This is a bit of a journey, I wrote this first part before doing any substantial thinking/reading. The main purpose for this was to record a general idea of logging before and after.
I currently use logging (commercially) primarily when I know there is an issue around a certain part of code / user interaction.
Most logs, even in production, don't stay in code for long.
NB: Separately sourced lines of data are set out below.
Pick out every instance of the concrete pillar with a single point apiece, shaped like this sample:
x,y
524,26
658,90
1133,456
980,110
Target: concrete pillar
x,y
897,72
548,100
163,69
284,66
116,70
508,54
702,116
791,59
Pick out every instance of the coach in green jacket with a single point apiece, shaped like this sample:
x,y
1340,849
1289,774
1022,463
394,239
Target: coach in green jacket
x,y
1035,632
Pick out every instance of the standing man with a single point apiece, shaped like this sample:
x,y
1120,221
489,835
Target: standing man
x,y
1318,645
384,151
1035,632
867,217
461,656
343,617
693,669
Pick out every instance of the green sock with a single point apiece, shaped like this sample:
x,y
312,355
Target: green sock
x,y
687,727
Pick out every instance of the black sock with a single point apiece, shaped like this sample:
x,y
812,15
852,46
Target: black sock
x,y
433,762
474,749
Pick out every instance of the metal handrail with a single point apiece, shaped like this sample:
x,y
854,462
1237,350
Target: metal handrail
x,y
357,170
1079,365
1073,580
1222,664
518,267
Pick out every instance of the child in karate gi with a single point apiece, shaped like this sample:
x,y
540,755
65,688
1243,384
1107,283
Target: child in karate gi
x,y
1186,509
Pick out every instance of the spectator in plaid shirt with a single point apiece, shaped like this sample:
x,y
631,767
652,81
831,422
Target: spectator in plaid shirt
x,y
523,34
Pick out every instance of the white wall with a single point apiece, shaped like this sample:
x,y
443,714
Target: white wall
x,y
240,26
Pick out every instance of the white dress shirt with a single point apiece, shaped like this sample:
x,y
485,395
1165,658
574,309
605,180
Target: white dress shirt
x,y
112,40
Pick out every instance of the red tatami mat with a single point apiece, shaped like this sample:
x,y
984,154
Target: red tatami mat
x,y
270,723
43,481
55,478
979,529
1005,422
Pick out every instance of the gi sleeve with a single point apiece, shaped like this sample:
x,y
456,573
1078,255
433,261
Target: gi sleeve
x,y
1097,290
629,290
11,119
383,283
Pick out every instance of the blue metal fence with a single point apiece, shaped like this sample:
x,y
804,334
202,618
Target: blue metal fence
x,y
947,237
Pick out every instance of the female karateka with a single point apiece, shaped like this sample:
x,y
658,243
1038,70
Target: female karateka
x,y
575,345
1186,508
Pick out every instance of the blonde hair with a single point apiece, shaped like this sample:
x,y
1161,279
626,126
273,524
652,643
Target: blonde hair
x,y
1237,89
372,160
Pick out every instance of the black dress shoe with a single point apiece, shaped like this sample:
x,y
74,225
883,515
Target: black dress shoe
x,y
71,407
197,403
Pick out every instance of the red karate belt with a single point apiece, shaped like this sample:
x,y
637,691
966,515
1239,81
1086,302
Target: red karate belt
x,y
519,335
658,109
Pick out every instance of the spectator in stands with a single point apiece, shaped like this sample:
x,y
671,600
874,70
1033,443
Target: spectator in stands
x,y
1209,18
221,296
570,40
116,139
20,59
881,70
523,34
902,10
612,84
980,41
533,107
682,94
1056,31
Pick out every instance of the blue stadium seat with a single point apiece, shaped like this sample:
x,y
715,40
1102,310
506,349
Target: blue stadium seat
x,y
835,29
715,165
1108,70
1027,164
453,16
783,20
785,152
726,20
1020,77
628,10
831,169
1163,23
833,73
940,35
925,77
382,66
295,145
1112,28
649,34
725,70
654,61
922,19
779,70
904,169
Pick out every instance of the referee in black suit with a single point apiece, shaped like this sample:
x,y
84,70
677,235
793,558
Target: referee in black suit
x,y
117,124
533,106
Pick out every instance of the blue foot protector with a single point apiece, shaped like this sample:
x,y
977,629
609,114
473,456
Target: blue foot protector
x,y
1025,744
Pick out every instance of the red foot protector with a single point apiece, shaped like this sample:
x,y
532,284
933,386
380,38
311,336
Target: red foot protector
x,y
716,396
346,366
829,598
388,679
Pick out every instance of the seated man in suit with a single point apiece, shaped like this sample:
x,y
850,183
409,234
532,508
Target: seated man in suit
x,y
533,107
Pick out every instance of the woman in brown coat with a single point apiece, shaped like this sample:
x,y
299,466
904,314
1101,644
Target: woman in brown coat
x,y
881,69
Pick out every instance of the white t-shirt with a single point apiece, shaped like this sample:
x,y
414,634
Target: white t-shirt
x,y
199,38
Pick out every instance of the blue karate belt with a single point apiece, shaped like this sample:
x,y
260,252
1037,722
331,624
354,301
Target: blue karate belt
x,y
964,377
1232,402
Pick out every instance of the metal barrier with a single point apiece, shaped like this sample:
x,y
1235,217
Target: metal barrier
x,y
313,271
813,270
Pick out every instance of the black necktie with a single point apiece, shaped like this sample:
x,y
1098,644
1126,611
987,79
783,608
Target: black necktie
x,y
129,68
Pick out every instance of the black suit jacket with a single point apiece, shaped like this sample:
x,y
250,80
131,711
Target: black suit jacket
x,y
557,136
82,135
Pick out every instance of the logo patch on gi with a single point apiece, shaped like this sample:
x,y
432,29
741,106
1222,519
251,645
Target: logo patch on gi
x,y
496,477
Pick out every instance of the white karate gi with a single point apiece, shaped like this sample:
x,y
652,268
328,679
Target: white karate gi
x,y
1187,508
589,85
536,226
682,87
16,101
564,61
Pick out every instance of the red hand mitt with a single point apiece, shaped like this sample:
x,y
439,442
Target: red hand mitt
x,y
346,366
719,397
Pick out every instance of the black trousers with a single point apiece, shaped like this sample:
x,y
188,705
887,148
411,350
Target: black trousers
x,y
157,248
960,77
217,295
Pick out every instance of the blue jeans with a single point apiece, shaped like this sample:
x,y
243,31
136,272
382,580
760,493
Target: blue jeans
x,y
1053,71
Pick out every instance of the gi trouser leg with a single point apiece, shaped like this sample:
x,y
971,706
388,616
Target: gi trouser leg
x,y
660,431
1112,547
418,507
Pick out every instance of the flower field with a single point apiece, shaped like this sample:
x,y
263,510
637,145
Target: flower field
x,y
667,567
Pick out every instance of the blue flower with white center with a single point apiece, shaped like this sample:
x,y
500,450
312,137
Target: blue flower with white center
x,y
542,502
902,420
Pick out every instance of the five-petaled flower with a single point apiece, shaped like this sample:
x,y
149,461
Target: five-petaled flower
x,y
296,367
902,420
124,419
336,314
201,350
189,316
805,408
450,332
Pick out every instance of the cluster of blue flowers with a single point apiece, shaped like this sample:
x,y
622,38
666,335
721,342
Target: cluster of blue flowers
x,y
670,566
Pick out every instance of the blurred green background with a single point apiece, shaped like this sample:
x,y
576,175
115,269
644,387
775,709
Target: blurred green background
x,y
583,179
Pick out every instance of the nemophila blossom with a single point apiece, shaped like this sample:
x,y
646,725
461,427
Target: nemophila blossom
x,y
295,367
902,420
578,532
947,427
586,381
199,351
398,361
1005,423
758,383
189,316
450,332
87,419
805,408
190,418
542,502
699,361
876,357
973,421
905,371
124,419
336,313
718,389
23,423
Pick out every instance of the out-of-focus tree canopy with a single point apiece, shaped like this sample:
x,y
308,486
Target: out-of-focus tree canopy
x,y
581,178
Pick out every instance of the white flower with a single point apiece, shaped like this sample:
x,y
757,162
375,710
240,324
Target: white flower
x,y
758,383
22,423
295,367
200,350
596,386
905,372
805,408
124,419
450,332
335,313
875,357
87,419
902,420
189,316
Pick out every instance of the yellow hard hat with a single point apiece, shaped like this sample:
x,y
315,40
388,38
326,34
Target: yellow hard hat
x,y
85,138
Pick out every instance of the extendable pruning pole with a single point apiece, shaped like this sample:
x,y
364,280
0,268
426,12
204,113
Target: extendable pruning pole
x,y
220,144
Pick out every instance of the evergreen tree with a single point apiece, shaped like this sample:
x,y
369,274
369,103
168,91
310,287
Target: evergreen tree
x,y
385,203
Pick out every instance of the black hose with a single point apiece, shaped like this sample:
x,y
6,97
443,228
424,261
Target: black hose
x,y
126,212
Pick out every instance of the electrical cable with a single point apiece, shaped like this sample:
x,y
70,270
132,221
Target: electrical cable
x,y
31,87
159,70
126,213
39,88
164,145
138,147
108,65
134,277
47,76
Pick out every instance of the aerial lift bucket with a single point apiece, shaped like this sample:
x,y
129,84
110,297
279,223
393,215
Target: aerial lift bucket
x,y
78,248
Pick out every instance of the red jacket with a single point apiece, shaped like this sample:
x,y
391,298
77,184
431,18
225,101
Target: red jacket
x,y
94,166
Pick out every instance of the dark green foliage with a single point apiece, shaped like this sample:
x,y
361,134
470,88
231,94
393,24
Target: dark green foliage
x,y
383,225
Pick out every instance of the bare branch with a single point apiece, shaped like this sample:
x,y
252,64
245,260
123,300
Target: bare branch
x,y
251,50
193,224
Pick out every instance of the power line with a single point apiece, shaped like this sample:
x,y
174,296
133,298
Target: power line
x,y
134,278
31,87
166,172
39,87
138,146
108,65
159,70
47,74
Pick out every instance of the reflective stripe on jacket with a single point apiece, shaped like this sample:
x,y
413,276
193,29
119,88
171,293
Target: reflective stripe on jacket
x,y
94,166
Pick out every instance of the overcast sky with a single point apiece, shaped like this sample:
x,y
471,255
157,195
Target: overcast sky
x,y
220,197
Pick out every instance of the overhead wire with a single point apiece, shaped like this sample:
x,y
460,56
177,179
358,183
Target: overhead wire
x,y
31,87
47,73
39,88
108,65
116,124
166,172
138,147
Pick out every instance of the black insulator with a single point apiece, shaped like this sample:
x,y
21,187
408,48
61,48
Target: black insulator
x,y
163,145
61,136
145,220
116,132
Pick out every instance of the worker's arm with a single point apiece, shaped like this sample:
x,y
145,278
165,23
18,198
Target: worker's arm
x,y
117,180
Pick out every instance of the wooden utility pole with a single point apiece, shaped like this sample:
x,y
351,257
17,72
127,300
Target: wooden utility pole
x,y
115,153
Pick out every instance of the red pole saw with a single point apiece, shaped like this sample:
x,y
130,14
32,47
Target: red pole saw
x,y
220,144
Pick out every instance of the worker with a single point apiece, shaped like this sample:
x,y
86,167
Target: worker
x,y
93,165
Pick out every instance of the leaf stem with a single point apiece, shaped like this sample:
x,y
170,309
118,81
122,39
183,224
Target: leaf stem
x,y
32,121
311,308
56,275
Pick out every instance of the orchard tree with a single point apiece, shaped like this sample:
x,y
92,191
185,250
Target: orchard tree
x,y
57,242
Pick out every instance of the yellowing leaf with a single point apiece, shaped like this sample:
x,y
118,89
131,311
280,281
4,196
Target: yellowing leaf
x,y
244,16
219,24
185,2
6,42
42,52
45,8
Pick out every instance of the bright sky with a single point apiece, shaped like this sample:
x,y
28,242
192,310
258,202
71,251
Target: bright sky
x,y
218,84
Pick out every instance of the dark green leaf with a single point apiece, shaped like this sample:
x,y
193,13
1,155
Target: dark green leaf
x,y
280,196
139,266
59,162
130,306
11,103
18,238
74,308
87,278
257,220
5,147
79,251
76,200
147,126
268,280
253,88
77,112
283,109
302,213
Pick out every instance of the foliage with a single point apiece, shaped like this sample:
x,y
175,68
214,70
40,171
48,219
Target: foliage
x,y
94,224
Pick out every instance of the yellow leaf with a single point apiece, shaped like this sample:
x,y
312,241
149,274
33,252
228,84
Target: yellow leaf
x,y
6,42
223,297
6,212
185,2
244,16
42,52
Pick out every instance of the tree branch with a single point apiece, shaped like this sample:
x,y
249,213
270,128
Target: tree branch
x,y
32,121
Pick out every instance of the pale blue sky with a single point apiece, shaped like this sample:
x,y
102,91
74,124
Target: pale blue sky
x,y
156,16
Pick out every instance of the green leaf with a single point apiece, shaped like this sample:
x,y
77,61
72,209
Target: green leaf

Just enough time to do the following:
- Verify the problem is in the specific area
- Understand the bug/error (Related inputs, outputs, variables)
- Verify the issue is fixed afterwards.
This isn't really a well thought out strategy, just a natural habit.
In personal projects, where user-counts are much lower, I track vague usage metrics (How often, and a general sense of what is being used).
Thinking about it, I can see that it might be useful to log the chain of specific user's actions.
I'm now going to do some reading on logging - how other people use it, and recommend using it.
I'll be writing as I read, so these will be live thoughts that follow.
"Underestimating the value of good logs is a terrible mistake" - I fear I may be making this mistake...
Thought so far is that this guy cares more about / knows more about logging than I do - I'm curious.
"impressed by the nice graphs produced by this [Perf4j] simple utility." - Hadn't thought of 'Logs' being anything other than just bits of text
"you think hard which logging level is appropriate for this type of event" - something I proudly do make a big deal of. Mostly in JS there are only log, info, warn, error. This is something I find very useful for separating logs into different files & colours (using PM2)
"two major benefits over System.out., i.e. categories and levels" - I don't really use categories much. Only in HTTP logging I suppose with HTTP methods/endpoints.
Looking at the "table":
ERROR - I came to the same conclusion naturally, so we get emails/sms when something goes really bad
WARN - Don't really use as much as we should.
INFO - This seems to be very different to my typical logging system, of removing them when I'm not working on the area.
Should definitely look more into this. I suppose it's helpful to know what's happened, incase a DB fails etc.
DEBUG - Don't tend to do this (in favor of TRACE)
TRACE - Most of my logging
"It is a much better idea to log, for example, only ids of domain objects (or even only size of the collection)" - good for multiple reasons I suppose, performance being only one
"few hundreds of MiB is probably the upper limit of how much you can log onto disk per hour." - Wow? Maybe I'm not logging enough...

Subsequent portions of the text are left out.